Bob Rice got into business as a teen-ager producing "rockabilly" concerts in Cleveland, Ohio. After college, he worked in real estate escrow, then moved to the Silicon Valley, where he was vice president of marketing for several high-tech companies. Four years ago he gave up corporate life to be a consultant. Rice works out of his North Hollywood apartment.
I was extremely successful in the real estate escrow business, right out of the gate. I had all the right buzz words, wore the right clothes, the whole package. I knew all the bankers. One day my sister just looked at me and said, "You are the oldest 22-year-old I've ever seen in my life." And it finally hit me: "God, she's right. I'm doing what I was told to do. I'm climbing this ladder, and I don't even want to get to the top." I decided to follow my heart and get back into the music business, so I moved to California.
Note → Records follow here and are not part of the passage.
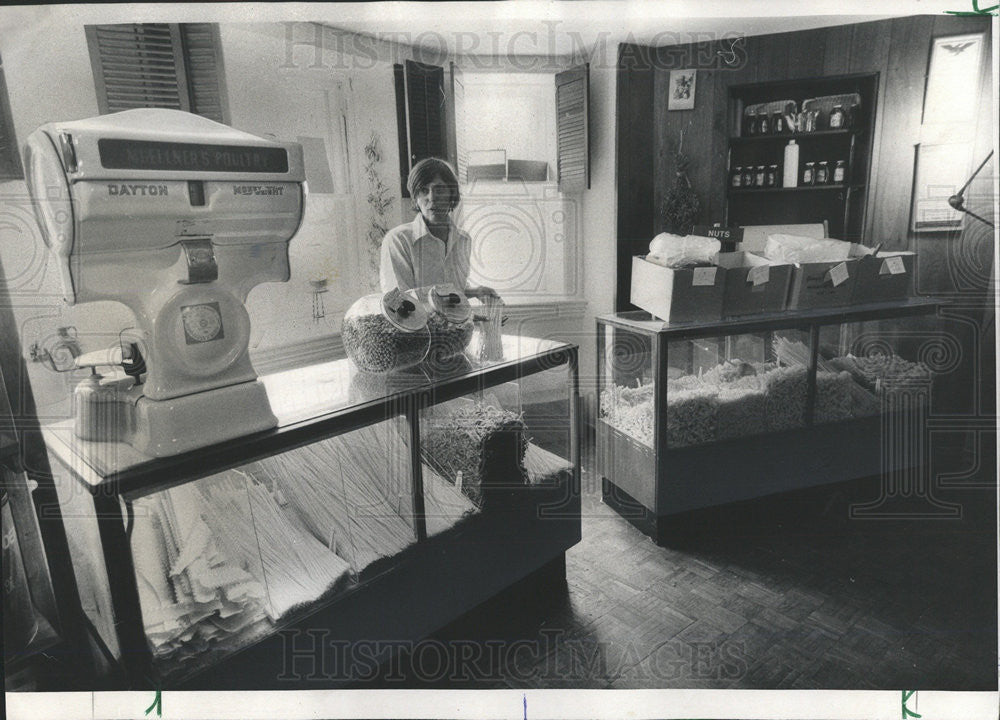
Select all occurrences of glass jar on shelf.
[771,112,785,135]
[816,160,830,185]
[830,105,847,130]
[802,162,816,185]
[341,289,431,373]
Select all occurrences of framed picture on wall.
[923,33,983,125]
[910,142,972,232]
[667,70,698,110]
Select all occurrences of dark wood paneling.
[615,45,654,310]
[750,33,793,80]
[820,25,857,77]
[866,15,934,249]
[618,15,995,308]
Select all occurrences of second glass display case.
[596,299,939,537]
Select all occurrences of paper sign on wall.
[747,265,771,287]
[878,255,906,275]
[691,267,719,286]
[830,263,850,287]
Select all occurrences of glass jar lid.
[427,284,472,325]
[382,288,427,332]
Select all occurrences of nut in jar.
[418,284,475,369]
[341,290,430,373]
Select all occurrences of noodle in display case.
[596,298,942,540]
[43,334,580,689]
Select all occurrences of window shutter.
[0,59,24,180]
[449,63,469,183]
[86,23,228,122]
[556,64,590,192]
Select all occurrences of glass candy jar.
[420,285,475,367]
[341,290,431,373]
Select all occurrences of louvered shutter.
[556,65,590,192]
[181,23,229,123]
[87,24,190,114]
[395,60,447,197]
[451,63,469,183]
[406,60,445,167]
[0,59,24,180]
[86,23,227,122]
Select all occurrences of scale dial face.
[181,302,225,345]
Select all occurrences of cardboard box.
[630,255,726,322]
[787,258,858,310]
[718,252,792,317]
[853,248,917,304]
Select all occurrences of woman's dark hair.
[406,158,461,210]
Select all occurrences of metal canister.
[73,373,124,442]
[833,160,847,185]
[816,160,830,185]
[0,490,38,658]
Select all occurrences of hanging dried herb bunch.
[364,133,392,284]
[663,130,701,235]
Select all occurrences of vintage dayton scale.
[25,109,306,456]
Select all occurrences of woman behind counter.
[379,158,499,301]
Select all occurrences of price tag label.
[830,263,850,287]
[879,255,906,275]
[691,266,719,287]
[747,265,771,287]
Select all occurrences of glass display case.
[596,299,940,537]
[43,336,580,689]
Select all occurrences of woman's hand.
[465,285,503,303]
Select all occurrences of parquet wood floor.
[366,450,997,690]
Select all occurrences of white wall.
[0,14,615,416]
[462,73,556,174]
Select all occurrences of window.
[86,23,229,123]
[394,60,447,197]
[0,58,24,180]
[556,65,590,192]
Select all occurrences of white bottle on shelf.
[781,140,799,187]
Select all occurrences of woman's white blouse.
[379,213,472,292]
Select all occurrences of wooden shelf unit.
[725,73,879,242]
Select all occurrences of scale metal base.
[130,380,278,457]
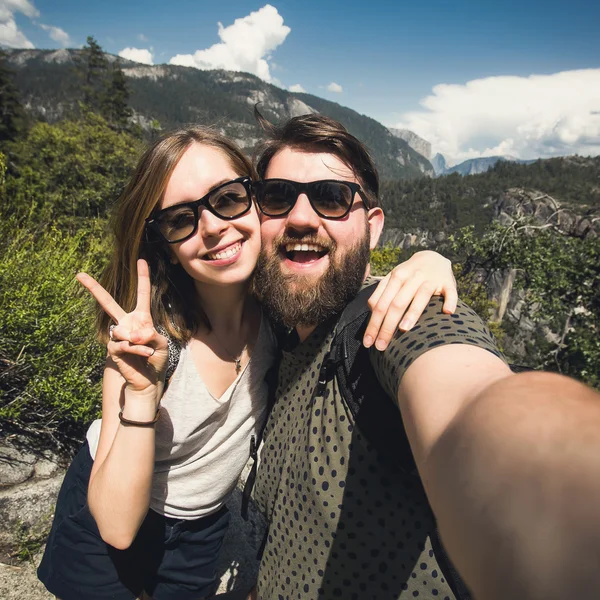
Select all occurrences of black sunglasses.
[146,176,252,244]
[252,179,368,219]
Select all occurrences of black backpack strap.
[317,284,416,474]
[241,317,289,520]
[242,357,279,521]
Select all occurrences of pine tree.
[103,60,132,131]
[0,52,25,142]
[83,35,108,112]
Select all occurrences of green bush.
[0,220,107,442]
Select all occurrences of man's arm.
[398,344,600,600]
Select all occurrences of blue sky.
[0,0,600,162]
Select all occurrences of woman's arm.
[363,250,458,350]
[78,261,168,549]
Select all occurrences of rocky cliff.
[7,50,433,179]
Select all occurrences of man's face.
[255,148,383,326]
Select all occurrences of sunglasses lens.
[156,206,196,242]
[309,181,354,218]
[208,182,251,219]
[256,180,298,217]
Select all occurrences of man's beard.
[252,227,370,327]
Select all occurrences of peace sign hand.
[77,259,169,392]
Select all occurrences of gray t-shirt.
[254,298,506,600]
[87,318,275,519]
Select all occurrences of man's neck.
[296,325,317,342]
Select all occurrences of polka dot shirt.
[254,298,500,600]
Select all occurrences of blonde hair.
[96,126,254,343]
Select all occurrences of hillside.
[7,50,433,179]
[382,156,600,234]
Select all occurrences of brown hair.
[96,126,254,343]
[254,106,379,208]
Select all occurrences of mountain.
[431,152,447,176]
[7,49,434,180]
[388,127,431,159]
[431,153,535,176]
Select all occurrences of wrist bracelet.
[119,407,160,427]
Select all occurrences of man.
[248,115,600,600]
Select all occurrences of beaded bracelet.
[119,407,160,427]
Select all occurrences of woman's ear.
[367,207,384,250]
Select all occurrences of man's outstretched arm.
[398,345,600,600]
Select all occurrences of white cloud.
[119,48,154,65]
[40,23,71,48]
[169,4,291,82]
[0,0,40,48]
[395,69,600,164]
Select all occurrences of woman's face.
[160,143,260,286]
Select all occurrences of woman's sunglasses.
[252,179,368,219]
[146,177,252,244]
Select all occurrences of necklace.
[212,329,248,375]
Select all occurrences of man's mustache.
[275,232,337,252]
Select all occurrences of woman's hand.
[77,260,169,392]
[363,250,458,350]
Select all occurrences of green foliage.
[452,221,600,387]
[11,515,52,563]
[0,218,108,440]
[0,52,25,142]
[82,35,108,112]
[6,112,141,224]
[371,244,505,343]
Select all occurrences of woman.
[38,127,455,600]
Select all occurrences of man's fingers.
[76,273,126,323]
[367,273,391,310]
[363,273,402,348]
[442,285,458,315]
[127,327,168,350]
[135,258,151,314]
[398,283,434,331]
[375,277,421,350]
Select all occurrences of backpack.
[315,284,472,600]
[242,284,471,600]
[314,284,531,600]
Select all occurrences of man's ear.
[367,207,385,250]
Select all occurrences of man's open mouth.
[281,243,329,263]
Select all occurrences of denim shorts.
[38,443,229,600]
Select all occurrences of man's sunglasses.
[252,179,368,219]
[146,177,252,244]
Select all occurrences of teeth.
[285,244,325,252]
[207,242,242,260]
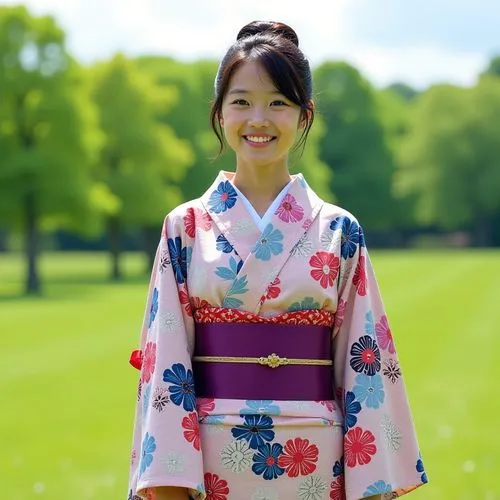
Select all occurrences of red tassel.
[129,349,142,370]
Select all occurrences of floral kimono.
[129,172,427,500]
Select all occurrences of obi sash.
[193,323,334,401]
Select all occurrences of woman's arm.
[154,486,189,500]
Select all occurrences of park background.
[0,0,500,500]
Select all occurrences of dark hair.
[210,21,314,153]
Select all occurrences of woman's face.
[221,61,301,172]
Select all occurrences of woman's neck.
[233,169,291,217]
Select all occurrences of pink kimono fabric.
[128,172,427,500]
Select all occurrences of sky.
[0,0,500,89]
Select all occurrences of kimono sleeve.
[333,221,427,500]
[129,216,205,500]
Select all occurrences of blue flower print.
[148,288,158,328]
[208,181,238,214]
[333,457,344,477]
[349,335,381,375]
[231,415,274,450]
[330,216,359,259]
[344,391,361,432]
[363,480,392,498]
[240,399,281,416]
[288,297,320,311]
[216,234,233,253]
[416,456,428,484]
[252,224,283,260]
[139,432,156,476]
[352,373,385,410]
[167,236,193,284]
[359,226,366,247]
[252,443,285,480]
[163,363,196,411]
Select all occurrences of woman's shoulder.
[163,198,208,236]
[321,201,359,225]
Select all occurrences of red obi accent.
[193,322,333,401]
[193,307,335,326]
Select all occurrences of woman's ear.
[299,99,316,130]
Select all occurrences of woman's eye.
[231,99,248,106]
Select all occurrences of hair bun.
[236,21,299,47]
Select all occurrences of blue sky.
[4,0,500,88]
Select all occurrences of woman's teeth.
[246,135,272,142]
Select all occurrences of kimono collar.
[201,171,323,260]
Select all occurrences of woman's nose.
[248,109,269,127]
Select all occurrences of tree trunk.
[142,226,160,274]
[474,216,493,247]
[25,192,41,295]
[108,217,122,281]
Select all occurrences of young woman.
[129,22,427,500]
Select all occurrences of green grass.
[0,251,500,500]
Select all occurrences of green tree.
[0,7,102,293]
[314,62,394,230]
[92,55,193,279]
[138,57,231,199]
[387,82,418,102]
[401,77,500,246]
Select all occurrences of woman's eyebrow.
[228,89,282,95]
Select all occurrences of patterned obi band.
[193,323,334,401]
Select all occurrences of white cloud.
[336,46,487,89]
[3,0,496,87]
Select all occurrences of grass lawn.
[0,251,500,500]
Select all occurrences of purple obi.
[193,323,334,401]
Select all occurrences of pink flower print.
[275,194,304,222]
[375,315,396,354]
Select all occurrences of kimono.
[128,172,427,500]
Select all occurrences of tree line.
[0,6,500,292]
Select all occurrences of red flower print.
[266,277,281,300]
[205,472,229,500]
[344,427,377,467]
[333,299,347,333]
[330,474,345,500]
[184,208,212,238]
[278,437,318,477]
[184,208,196,238]
[275,194,304,222]
[179,290,193,316]
[352,255,367,296]
[196,398,215,417]
[141,342,156,382]
[302,219,312,231]
[128,349,142,370]
[191,297,210,311]
[182,411,200,451]
[375,315,396,354]
[309,252,340,288]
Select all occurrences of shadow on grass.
[0,274,149,304]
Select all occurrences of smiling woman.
[129,18,427,500]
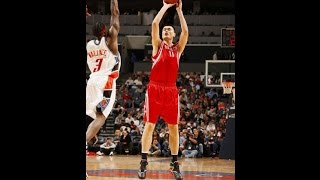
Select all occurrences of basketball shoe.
[170,161,183,180]
[138,159,148,179]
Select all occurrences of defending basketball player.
[138,0,189,180]
[86,0,121,167]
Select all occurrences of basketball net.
[222,81,234,94]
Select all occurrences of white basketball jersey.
[87,37,121,76]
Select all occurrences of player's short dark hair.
[161,23,176,31]
[92,22,107,38]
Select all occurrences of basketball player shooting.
[138,0,189,180]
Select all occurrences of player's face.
[162,26,176,39]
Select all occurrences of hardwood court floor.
[86,155,235,180]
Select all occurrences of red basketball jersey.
[149,41,180,84]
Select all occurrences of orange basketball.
[164,0,179,4]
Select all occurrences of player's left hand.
[86,5,91,17]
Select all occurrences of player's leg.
[138,85,160,179]
[162,87,183,180]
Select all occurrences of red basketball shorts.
[144,81,180,125]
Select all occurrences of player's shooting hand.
[86,5,91,17]
[176,0,182,11]
[163,0,176,8]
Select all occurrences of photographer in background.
[182,128,203,158]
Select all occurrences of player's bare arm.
[176,0,189,54]
[86,5,91,18]
[151,1,175,56]
[108,0,120,54]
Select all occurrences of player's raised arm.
[151,1,175,54]
[176,0,189,53]
[86,5,91,18]
[108,0,120,54]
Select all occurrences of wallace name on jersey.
[88,49,107,58]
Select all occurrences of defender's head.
[92,22,108,39]
[162,24,176,40]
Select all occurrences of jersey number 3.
[93,58,103,72]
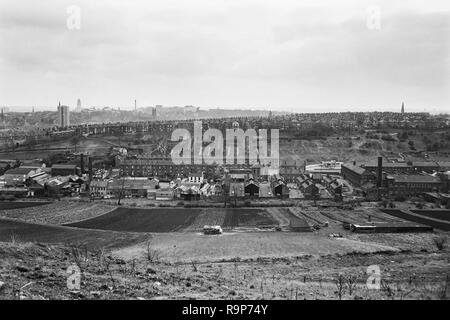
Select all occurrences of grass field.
[114,231,396,262]
[382,209,450,231]
[0,219,151,248]
[67,208,278,232]
[0,201,50,210]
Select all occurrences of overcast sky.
[0,0,450,112]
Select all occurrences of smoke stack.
[80,154,84,175]
[88,157,92,181]
[377,157,383,188]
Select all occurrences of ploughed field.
[67,208,278,232]
[0,218,151,249]
[411,210,450,221]
[0,201,115,224]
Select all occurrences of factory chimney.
[88,157,92,182]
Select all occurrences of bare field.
[0,201,116,225]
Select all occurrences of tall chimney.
[377,157,383,188]
[80,154,84,175]
[88,157,92,181]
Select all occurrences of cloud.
[0,0,450,111]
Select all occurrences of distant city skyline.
[0,0,450,113]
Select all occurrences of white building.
[58,103,70,128]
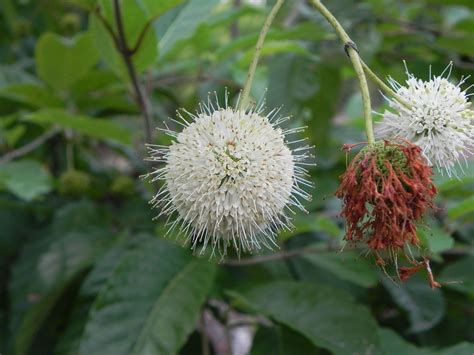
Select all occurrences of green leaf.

I had this knack of promoting products to consumers. I set up all these promotional campaigns to give a little twist to selling the product. Prerecorded tape grew into a major business, and I became vice president of sales and promotion with the General Recorded Tape Corp. Then there was the personal computer software division at GRT, pre-Microsoft and pre-Lotus, and the video game thing at Activision and Data Age. These were all major brand new start-up entrepreneurial situations.
Four years ago I decide to really make a change and stop becoming so involved in the corporate stream of things. I just decided I needed a rest.
What I did enjoy about all of those companies I worked for were the stages when they were young, when it was pure spirit, and there was a lot of energy. I decided to focus my efforts on individuals and small or medium-sized companies that have a great idea but don't know how to manufacture it and package it and price it and advertise it. I can really relate to their energy, their dreams and aspirations. They are really laying themselves on the line. I like that. I'm always for the underdog.
So I get up at 4:30 or 5 in the morning, no alarm clock, I'm just up. From about 4:30 to about 7:30 I operate on a purely creative basis, because that's when your brain is working best. It's not cluttered with the news and the traffic and all that sort of stuff. By the end of those three hours I'll be able to put some things on paper.
At 7:30 I'll normally get on the phone to New York, Chicago, and by 9:30 I'll have breakfast. I'm still in my robe. I haven't even taken a shower. I just wake up, wet my hair down, pour some coffee, go over there and sit down and just start working on all those creative things.
I go down to the pool about noon in the summertime and hang out down there until about 2:30 to clean my brain because I've done so much since 4:30. Then I come back upstairs and do administrative things and make all my West Coast calls. And maybe once a week I'm interfacing with each client. Sometimes I interface once every two weeks. That's my life style, and I love it.
The bad things are, you don't have a secretary. You don't have the corporate experts. As a corporate V.P. I'd call up finance, product development, market research. I'd call up anybody I wanted to. But here you are tapping yourself. And it gets real lonely. You don't have the camaraderie. Once the individual comes to you and says, "This is the idea, now make it happen," you're on your own. When you have a success, you don't have that fixed group to share it with.
It is so wonderful not to have to deal with political battles within corporations. Now I'm doing only the good part, being creative, molding products and companies. In corporations you are bogged down with the reporting, the business meetings, just telling everybody what you're doing rather than doing it.
I've really gone full circle. What I had in Cleveland with the concerts was a great idea. I did it. It was successful, and it was a lot of fun. It's always been the challenge of getting something new off the ground.